Controlling playbook execution: strategies and more

By default, Ansible runs each task on all hosts affected by a play before starting the next task on any host, using 5 forks. If you want to change this default behavior, you can use a different strategy plugin, change the number of forks, or apply one of several keywords like serial.

Selecting a strategy

The default behavior described above is the linear strategy. Ansible offers other strategies, including the debug strategy (see also Debugging tasks) and the free strategy, which allows each host to run until the end of the play as fast as it can:

- hosts: all
  strategy: free
  tasks:
  ...

You can select a different strategy for each play as shown above, or set your preferred strategy globally in ansible.cfg, under the defaults stanza:

[defaults]
strategy = free

All strategies are implemented as strategy plugins. Please review the documentation for each strategy plugin for details on how it works.

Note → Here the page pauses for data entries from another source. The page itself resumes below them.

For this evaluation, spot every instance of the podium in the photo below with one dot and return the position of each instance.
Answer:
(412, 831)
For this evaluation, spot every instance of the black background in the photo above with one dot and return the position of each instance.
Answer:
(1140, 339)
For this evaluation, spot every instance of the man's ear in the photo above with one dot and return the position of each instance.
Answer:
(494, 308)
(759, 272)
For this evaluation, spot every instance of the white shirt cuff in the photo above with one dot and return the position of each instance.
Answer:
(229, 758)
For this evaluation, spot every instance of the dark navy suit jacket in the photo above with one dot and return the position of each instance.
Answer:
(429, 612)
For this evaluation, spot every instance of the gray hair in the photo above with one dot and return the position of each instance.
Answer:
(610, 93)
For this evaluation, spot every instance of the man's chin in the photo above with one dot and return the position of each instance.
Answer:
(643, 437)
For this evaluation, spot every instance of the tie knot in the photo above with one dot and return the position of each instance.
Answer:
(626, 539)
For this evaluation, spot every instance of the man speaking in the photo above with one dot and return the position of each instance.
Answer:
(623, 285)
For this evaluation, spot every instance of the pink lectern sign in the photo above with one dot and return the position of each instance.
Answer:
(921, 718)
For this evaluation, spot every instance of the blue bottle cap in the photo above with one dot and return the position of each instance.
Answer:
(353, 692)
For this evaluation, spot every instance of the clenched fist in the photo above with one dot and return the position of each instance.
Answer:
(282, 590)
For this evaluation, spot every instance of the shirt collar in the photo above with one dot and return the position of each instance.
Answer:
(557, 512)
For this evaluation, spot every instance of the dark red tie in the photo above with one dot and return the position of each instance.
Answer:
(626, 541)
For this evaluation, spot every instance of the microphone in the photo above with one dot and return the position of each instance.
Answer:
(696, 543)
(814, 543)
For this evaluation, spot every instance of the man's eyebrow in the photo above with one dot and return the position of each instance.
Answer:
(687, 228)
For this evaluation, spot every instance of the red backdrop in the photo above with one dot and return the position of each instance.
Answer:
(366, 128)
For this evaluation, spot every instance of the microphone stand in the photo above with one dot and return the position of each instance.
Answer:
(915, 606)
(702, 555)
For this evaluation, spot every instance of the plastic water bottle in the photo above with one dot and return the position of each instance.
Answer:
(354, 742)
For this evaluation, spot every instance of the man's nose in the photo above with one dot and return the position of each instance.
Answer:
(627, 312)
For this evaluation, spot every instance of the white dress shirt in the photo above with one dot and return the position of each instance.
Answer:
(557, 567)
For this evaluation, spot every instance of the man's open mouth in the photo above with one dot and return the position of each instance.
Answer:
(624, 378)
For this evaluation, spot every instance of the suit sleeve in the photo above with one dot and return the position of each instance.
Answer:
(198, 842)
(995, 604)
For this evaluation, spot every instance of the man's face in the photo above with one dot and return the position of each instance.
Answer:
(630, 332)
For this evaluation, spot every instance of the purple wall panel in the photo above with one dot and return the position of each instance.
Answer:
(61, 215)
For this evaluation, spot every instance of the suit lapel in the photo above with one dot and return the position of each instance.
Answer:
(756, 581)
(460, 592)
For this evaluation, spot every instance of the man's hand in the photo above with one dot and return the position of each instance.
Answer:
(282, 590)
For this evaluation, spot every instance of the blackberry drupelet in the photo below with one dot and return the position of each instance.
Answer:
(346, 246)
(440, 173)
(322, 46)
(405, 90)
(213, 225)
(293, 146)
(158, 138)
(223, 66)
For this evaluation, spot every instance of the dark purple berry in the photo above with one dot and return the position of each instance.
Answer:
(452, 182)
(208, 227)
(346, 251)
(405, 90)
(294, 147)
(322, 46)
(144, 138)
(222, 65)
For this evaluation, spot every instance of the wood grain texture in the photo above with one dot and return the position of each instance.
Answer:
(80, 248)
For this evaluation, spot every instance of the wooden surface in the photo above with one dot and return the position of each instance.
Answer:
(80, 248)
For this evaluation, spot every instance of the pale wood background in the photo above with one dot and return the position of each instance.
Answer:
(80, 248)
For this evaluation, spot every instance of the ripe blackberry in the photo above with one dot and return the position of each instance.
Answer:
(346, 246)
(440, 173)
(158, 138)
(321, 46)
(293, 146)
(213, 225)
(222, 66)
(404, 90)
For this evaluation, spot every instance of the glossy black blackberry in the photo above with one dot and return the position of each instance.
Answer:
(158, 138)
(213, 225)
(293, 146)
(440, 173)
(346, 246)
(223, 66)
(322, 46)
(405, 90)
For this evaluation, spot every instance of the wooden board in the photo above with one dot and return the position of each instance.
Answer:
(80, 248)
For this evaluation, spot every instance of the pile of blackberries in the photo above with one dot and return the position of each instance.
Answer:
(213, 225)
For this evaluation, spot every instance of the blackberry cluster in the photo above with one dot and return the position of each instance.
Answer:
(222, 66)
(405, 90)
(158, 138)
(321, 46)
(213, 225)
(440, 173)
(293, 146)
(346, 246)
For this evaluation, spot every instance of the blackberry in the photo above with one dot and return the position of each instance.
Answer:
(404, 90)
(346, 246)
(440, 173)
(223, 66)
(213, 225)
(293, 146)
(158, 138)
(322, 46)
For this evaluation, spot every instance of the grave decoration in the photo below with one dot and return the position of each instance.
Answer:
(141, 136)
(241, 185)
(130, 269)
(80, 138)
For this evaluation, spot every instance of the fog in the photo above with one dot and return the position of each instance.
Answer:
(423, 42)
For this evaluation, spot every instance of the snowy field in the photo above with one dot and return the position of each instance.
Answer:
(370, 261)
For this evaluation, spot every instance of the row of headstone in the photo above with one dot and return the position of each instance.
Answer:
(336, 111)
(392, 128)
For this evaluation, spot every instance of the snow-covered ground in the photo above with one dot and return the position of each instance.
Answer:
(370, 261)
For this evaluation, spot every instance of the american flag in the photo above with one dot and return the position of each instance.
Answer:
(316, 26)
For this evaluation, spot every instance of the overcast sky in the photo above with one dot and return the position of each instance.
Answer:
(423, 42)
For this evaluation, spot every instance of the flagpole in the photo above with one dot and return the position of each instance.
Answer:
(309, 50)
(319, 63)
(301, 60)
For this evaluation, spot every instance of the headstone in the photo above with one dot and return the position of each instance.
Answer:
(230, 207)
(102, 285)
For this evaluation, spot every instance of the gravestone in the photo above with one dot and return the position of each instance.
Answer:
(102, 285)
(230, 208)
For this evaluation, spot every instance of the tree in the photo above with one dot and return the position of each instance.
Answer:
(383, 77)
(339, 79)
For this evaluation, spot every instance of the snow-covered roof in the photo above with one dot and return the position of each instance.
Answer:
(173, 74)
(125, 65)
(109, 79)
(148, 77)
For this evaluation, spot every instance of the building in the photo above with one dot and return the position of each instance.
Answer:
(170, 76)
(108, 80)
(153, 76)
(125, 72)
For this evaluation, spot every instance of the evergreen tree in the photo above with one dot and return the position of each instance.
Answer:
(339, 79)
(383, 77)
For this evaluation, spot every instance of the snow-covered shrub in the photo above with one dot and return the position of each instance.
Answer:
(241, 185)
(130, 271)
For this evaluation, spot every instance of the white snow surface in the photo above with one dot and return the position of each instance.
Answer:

Setting the number of forks

If you have the processing power available and want to use more forks, you can set the number in ansible.cfg:

[defaults]
forks = 30

or pass it on the command line: ansible-playbook -f 30 my_playbook.yml.

Using keywords to control execution

In addition to strategies, several keywords also affect play execution. You can set a number, a percentage, or a list of numbers of hosts you want to manage at a time with serial. Ansible completes the play on the specified number or percentage of hosts before starting the next batch of hosts. You can restrict the number of workers allotted to a block or task with throttle. You can control how Ansible selects the next host in a group to execute against with order. You can run a task on a single host with run_once. These keywords are not strategies. They are directives or options applied to a play, block, or task.

Setting the batch size with serial

By default, Ansible runs in parallel against all the hosts in the pattern you set in the hosts: field of each play. If you want to manage only a few machines at a time, for example during a rolling update, you can define how many hosts Ansible should manage at a single time using the serial keyword:

---
- name: test play
  hosts: webservers
  serial: 3
  gather_facts: False

  tasks:
    - name: first task
      command: hostname
    - name: second task
      command: hostname

In the above example, if we had 6 hosts in the group ‘webservers’, Ansible would execute the play completely (both tasks) on 3 of the hosts before moving on to the next 3 hosts:

PLAY [webservers] ****************************************

TASK [first task] ****************************************
changed: [web3]
changed: [web2]
changed: [web1]

TASK [second task] ***************************************
changed: [web1]
changed: [web2]
changed: [web3]

PLAY [webservers] ****************************************

TASK [first task] ****************************************
changed: [web4]
changed: [web5]
changed: [web6]

TASK [second task] ***************************************
changed: [web4]
changed: [web5]
changed: [web2]

PLAY RECAP ***********************************************
web1      : ok=2    changed=2    unreachable=0    failed=0
web2      : ok=2    changed=2    unreachable=0    failed=0
web3      : ok=2    changed=2    unreachable=0    failed=0
web4      : ok=2    changed=2    unreachable=0    failed=0
web5      : ok=2    changed=2    unreachable=0    failed=0
web6      : ok=2    changed=2    unreachable=0    failed=0

You can also specify a percentage with the serial keyword. Ansible applies the percentage to the total number of hosts in a play to determine the number of hosts per pass:

---
- name: test play
  hosts: webservers
  serial: "30%"

If the number of hosts does not divide equally into the number of passes, the final pass contains the remainder. In this example, if you had 20 hosts in the webservers group, the first batch would contain 6 hosts, the second batch would contain 6 hosts, the third batch would contain 6 hosts, and the last batch would contain 2 hosts.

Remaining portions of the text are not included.